Mind and matter are both fundamental; the observer cannot be reduced to the physical dimensions. Information bridges the two realms, encoding mental content in physical substrates and vice versa.

Panpsychism

Consciousness pervades all six dimensions; energy, matter, space, time, and information all carry some form of experience. The observer is not exceptional — every part of the physical-informational universe is, to some degree, an observer.

Process Philosophy

All six dimensions are abstractions from temporal events — occasions of experience. Time, the observer, and information are most fundamental; the others are derivative structural features of the creative advance.

Buddhism

All six dimensions are dependently originated — arising in mutual dependence, empty of intrinsic nature. None is ultimate. Information is another layer of conventional reality that must be seen through for liberation.

Reformed Biblical Lens

God creates all six dimensions ex nihilo and sustains them continuously. None is self-subsistent; all reflect God's character — time his faithfulness, space his omnipresence, matter his wisdom, energy his power, the observer his image, and information his Word (Logos). God himself transcends the taxonomy: eternal, omnipresent, immaterial, omnipotent, omniscient, and the source of all truth.

Simulation Theory

All six are simulated: time is the iteration cycle, space the grid, matter stable data, energy the dynamic state, the observer a self-modeling subprocess, and information the code that runs it all. The taxonomy describes the simulation; what lies outside it is unknown.

Quantum Realism

At the quantum level, all six become strange: time loses classical flow, space becomes non-local, matter dissolves into fields, energy quantizes, the observer constitutively participates in outcomes, and information is preserved by unitarity but scrambled by decoherence. The six-dimensional picture is the limit of the classical approximation.

Dataism

Information is the fundamental substrate of reality; time, space, matter, energy, and the observer are patterns and processes within a universal information flow. The six-dimensional taxonomy collapses into one: everything is information, and the other five are its structural expressions.

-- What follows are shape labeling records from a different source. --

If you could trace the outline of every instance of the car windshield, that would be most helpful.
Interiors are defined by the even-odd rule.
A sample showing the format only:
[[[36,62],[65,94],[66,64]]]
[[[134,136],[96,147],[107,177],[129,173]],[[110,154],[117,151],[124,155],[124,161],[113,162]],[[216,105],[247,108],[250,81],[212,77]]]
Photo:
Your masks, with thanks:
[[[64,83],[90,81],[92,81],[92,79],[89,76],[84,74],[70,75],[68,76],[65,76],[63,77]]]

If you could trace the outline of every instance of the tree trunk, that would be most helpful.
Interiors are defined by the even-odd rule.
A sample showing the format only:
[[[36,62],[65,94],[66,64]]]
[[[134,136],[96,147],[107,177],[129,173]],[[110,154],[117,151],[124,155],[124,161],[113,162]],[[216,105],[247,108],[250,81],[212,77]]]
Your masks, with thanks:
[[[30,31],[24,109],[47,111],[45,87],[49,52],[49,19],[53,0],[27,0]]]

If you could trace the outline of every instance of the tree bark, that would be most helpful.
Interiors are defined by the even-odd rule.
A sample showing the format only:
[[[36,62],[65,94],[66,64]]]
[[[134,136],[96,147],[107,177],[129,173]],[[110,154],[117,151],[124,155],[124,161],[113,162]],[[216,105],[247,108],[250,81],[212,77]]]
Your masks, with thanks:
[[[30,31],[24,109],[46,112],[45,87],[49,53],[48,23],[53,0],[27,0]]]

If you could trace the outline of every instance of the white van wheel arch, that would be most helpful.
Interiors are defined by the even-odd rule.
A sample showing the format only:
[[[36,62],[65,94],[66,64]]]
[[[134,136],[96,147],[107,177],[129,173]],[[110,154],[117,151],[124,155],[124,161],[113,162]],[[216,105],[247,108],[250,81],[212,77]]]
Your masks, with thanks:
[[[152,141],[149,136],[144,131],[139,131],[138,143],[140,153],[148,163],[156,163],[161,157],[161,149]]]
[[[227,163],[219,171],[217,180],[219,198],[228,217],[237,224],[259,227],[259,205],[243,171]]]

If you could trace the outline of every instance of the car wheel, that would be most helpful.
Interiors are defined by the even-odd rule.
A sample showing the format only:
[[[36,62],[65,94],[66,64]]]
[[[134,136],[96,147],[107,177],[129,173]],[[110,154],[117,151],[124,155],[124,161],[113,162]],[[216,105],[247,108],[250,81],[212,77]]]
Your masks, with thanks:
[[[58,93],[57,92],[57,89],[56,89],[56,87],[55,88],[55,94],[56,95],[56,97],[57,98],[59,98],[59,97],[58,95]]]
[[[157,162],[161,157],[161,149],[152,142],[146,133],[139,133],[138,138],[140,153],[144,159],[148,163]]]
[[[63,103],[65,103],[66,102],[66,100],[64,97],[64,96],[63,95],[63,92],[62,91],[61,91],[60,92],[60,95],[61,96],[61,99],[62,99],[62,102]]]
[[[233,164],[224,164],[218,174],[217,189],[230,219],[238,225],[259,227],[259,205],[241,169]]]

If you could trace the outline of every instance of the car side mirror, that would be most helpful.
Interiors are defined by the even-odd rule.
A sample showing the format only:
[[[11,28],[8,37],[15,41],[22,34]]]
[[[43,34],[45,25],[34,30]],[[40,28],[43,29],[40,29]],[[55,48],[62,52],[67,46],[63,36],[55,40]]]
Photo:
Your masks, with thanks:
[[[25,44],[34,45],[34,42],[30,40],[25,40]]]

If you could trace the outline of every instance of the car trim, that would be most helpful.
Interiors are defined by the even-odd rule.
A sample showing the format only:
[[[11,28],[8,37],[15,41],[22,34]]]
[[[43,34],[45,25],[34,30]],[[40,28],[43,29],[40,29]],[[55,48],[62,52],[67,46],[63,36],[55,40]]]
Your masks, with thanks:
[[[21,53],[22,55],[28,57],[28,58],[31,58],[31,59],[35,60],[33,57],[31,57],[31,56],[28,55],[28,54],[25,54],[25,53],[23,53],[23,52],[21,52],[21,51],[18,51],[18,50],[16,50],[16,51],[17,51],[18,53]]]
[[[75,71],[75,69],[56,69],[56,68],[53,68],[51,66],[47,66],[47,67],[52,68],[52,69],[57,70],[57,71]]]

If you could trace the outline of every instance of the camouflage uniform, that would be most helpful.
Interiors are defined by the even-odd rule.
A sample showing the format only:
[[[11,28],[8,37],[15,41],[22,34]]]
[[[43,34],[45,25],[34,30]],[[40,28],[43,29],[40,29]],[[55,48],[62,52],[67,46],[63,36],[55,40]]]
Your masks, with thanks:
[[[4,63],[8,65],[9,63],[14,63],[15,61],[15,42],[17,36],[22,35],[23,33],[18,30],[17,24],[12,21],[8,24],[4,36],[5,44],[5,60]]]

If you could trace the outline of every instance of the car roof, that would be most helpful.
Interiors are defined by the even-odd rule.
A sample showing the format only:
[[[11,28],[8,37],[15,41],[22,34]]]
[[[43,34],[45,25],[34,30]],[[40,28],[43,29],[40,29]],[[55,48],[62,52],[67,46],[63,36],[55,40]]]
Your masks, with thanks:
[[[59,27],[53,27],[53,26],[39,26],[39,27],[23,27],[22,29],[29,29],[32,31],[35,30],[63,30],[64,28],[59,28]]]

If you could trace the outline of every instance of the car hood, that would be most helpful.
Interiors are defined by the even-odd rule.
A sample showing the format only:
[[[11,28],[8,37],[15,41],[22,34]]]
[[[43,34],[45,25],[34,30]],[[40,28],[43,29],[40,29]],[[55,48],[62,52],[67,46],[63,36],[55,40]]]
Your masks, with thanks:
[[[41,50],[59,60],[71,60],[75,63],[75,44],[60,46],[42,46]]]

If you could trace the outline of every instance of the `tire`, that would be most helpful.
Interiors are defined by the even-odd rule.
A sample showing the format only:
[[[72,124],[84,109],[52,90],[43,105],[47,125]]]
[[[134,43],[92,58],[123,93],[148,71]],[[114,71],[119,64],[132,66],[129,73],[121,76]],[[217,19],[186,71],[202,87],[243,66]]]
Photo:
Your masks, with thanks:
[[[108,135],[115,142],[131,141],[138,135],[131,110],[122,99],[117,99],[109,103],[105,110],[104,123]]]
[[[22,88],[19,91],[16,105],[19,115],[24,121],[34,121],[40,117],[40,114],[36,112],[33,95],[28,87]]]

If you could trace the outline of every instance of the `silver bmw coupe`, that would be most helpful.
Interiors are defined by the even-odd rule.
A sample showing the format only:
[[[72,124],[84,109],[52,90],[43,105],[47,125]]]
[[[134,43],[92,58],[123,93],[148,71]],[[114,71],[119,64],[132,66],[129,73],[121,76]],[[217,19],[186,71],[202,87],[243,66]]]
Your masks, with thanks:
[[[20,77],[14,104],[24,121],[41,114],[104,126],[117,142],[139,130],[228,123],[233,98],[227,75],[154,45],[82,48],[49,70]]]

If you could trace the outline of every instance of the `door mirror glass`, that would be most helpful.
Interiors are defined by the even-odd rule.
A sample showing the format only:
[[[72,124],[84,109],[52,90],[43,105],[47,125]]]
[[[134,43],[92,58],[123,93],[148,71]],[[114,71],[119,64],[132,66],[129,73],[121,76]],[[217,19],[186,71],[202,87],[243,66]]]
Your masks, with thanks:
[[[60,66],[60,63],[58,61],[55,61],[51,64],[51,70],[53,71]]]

The six dimensions together constitute the full philosophical taxonomy of reality — a framework that is neither a reductive theory nor a mere list. They are mutually implicated: you cannot fully describe one without invoking the others. The addition of information to the classical five reflects the insight of the twentieth and twenty-first centuries: that structure, pattern, and content are not reducible to matter, energy, space, time, or observation alone, but constitute a dimension of their own. The great philosophical traditions differ not in whether they recognize all six, but in which they privilege, which they reduce, and which they ground in something beyond the taxonomy itself. In this sense, the six-dimensional framework is not a metaphysical theory but a philosophical map — one that makes the differences between theories visible, and invites each tradition to state clearly what it claims about the deepest structure of things.